Per le PMI che non sono soggette all’obbligo CSRD ma che subiscono la pressione della catena del valore (i loro clienti), l’approccio deve essere strategico e graduale:

  1. Consapevolezza Strategica: Riconoscere che la sostenibilità è oggi un requisito competitivo che facilita l’accesso al credito e al mercato.
  2. Costruire una Conformità di Base: Iniziare con il monitoraggio dei dati più accessibili e la formalizzazione di politiche fondamentali (es. gestione dei rifiuti, sicurezza, parità di genere). Documentare ciò che già viene fatto è il primo passo per trasformare le buone prassi in reportistica.
  3. Standardizzazione con le VSME: Per le aziende con meno di 1.000 dipendenti, le VSME (Voluntary Sustainability Reporting Standard for non-listed SMEs) offrono un eccellente punto di partenza. Questa griglia semplificata, sviluppata dall’EFRAG in linea con gli ESRS (European Sustainability Reporting Standards), aiuta le PMI a organizzare i propri dati ESG in modo coerente e confrontabile. L’adozione volontaria delle VSME è strategica per rispondere in modo standardizzato alle richieste dei clienti più grandi e per prepararsi al meglio ai futuri audit, trasformando un onere in un vantaggio competitivo.

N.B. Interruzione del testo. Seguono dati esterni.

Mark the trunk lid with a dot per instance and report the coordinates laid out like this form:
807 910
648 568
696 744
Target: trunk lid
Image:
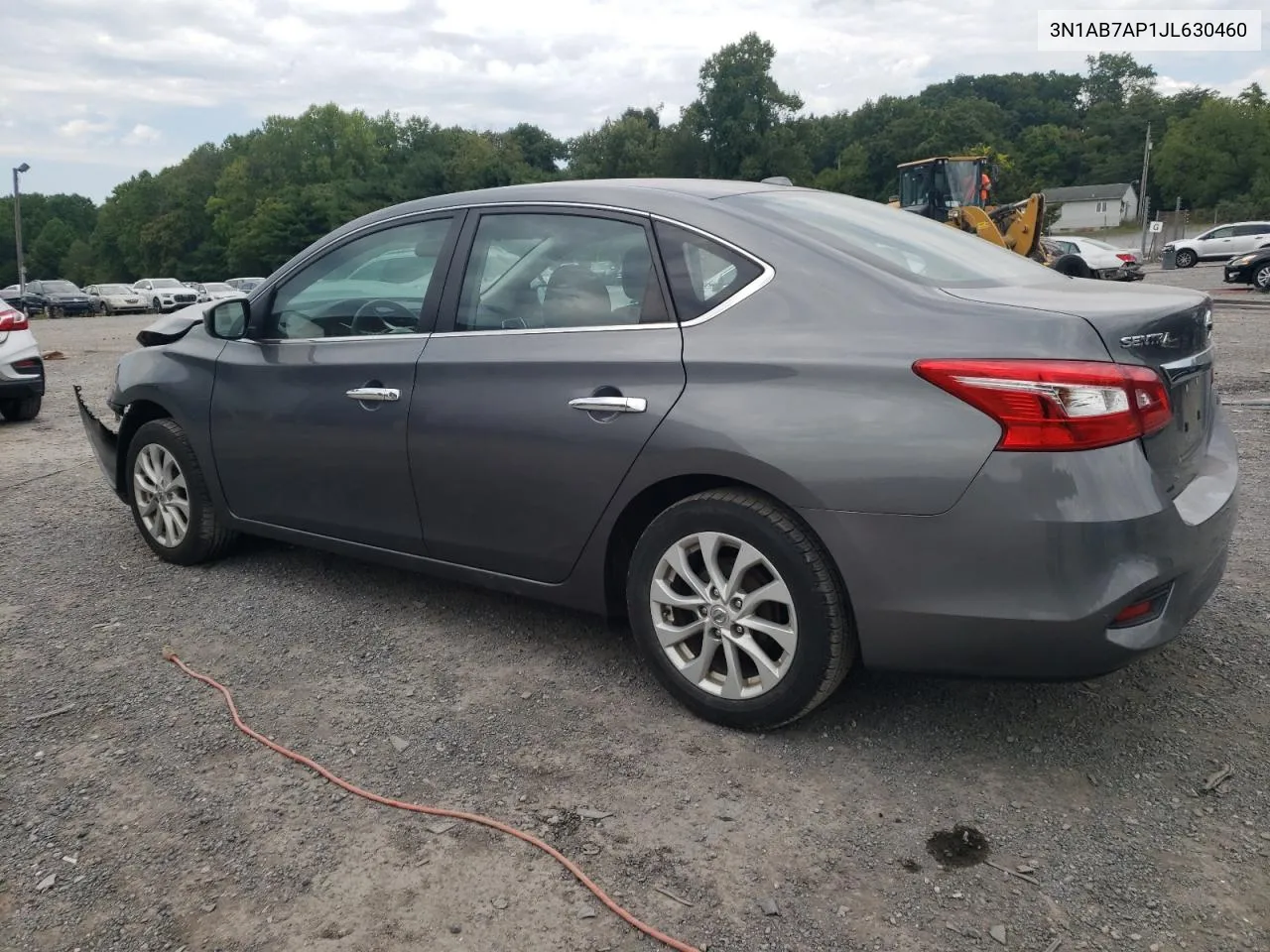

In conclusione, l’Audit ESG è il termometro di una trasformazione epocale. Le aziende che sapranno anticipare queste richieste, adottando strumenti come le VSME e puntando sulla tracciabilità dei dati, non solo supereranno gli audit, ma rafforzeranno anche la propria resilienza e il proprio valore di mercato a lungo termine.